Memasuki awal tahun 2024, hingga Bulan Februari total seluas 10.900 hektar lahan gambut telah terbakar. Meskipun angka ini jauh lebih kecil dibandingkan tahun-tahun sebelumnya, kenyataan bahwa kebakaran masih terus terjadi menunjukkan bahwa masalah ini belum sepenuhnya teratasi. Kondisi ini memicu kekhawatiran bahwa kebakaran besar bisa kembali terjadi jika langkah-langkah pencegahan yang lebih efektif tidak segera diimplementasikan.
Salah satu alasan utama mengapa kebakaran lahan gambut selalu dibicarakan setiap tahun adalah karena lahan gambut memiliki karakteristik yang membuatnya sangat rentan terhadap kebakaran. Lahan gambut merupakan tanah yang terbentuk dari akumulasi bahan organik yang sangat kaya akan karbon.
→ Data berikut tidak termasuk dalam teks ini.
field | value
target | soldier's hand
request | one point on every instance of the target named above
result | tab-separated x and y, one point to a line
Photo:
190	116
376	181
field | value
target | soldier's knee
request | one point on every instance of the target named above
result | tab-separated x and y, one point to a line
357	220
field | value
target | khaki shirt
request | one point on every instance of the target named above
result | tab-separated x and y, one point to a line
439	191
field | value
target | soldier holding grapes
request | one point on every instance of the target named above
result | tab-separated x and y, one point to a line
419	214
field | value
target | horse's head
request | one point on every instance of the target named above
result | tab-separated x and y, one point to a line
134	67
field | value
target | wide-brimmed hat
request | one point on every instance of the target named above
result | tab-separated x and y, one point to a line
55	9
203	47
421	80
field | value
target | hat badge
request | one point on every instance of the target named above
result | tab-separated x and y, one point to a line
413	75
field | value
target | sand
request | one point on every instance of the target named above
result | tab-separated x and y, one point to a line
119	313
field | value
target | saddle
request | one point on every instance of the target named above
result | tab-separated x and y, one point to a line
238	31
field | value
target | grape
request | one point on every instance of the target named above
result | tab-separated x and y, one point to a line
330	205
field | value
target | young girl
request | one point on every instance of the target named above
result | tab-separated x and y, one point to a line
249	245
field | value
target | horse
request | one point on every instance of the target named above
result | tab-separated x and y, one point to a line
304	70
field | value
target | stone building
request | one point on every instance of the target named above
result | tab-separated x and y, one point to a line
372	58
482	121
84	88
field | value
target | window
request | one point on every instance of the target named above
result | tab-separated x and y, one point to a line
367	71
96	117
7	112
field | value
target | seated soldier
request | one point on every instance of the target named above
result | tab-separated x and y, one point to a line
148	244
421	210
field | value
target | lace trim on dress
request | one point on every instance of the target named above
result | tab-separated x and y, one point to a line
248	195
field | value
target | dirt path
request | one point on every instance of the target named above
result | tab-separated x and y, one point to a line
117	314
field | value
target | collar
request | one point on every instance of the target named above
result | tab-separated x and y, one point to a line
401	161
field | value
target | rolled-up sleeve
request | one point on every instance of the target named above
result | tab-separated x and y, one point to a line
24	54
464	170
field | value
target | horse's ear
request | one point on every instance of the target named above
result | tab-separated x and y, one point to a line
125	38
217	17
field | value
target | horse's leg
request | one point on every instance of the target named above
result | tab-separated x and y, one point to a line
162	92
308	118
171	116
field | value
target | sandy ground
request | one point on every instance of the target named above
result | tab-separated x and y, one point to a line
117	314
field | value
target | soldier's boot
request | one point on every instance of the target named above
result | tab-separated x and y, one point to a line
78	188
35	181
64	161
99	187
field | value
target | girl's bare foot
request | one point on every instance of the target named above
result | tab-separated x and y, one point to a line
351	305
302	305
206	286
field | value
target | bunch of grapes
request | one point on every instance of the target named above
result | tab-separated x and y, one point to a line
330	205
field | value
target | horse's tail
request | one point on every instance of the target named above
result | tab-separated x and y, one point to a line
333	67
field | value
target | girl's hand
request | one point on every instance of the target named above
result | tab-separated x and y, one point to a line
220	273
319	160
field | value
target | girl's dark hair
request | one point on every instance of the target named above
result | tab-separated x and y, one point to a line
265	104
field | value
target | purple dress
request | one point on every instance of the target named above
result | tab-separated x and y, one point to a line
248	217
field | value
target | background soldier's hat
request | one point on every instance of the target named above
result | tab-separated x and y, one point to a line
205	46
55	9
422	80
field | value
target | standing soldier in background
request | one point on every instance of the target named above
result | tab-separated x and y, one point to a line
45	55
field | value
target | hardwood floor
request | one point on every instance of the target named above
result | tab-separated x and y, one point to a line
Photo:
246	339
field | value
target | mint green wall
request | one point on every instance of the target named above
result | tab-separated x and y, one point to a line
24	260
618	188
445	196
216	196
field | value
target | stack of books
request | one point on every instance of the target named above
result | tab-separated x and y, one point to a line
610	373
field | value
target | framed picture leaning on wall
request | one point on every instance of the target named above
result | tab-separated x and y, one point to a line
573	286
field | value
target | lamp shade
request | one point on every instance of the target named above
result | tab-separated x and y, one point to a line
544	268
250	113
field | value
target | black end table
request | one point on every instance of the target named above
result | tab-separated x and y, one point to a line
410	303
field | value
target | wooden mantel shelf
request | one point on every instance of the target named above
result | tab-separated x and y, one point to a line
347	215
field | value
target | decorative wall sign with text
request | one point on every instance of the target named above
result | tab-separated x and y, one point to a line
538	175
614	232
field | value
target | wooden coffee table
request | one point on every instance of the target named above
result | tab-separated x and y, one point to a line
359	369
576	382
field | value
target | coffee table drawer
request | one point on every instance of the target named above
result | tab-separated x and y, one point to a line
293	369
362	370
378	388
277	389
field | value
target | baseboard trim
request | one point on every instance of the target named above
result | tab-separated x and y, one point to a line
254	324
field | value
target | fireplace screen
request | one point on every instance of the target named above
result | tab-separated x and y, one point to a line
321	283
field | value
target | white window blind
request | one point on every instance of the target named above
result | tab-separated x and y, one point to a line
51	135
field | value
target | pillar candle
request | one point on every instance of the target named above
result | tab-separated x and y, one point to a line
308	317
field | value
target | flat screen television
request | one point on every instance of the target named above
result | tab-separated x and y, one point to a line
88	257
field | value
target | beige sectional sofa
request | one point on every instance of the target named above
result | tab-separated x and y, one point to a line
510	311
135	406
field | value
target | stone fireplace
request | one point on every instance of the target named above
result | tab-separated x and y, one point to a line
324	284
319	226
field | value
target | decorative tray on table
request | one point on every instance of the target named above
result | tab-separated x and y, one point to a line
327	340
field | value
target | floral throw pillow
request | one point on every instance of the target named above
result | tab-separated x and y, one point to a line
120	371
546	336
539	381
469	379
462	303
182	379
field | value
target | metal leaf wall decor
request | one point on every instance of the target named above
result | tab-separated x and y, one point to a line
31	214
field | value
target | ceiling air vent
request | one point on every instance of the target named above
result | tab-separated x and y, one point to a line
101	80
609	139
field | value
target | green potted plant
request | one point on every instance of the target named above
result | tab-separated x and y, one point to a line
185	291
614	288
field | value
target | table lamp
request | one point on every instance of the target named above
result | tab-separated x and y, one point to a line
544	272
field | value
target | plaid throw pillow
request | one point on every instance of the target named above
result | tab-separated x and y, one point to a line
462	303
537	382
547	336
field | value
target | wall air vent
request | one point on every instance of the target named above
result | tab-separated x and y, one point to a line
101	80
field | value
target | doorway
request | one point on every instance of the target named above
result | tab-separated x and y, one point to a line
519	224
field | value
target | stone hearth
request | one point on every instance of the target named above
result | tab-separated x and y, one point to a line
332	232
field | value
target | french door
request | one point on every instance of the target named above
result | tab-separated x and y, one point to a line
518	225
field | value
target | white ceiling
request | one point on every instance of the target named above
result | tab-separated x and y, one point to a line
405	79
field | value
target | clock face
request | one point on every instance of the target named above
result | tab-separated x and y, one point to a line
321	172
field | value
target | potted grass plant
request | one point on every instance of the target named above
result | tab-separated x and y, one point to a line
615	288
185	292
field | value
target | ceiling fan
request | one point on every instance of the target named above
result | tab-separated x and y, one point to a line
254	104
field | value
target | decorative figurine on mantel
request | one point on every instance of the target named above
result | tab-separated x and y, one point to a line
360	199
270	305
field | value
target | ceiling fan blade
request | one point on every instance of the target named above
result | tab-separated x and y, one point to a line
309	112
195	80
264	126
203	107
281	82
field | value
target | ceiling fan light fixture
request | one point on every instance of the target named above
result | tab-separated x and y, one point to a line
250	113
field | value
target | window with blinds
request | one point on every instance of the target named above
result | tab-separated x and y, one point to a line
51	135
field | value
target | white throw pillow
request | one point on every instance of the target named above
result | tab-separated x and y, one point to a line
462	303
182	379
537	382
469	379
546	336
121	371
Ketika lahan gambut kering, ia menjadi sangat mudah terbakar, dan api dapat menyebar dengan cepat, bahkan di bawah permukaan tanah, membuat pemadaman menjadi sangat sulit.Banyak lahan gambut di Indonesia telah dialihfungsikan untuk kegiatan pertanian dan perkebunan, terutama perkebunan kelapa sawit dan hutan tanaman industri. Proses alih fungsi ini seringkali melibatkan pengeringan lahan gambut, yang memperburuk kerentanannya terhadap kebakaran.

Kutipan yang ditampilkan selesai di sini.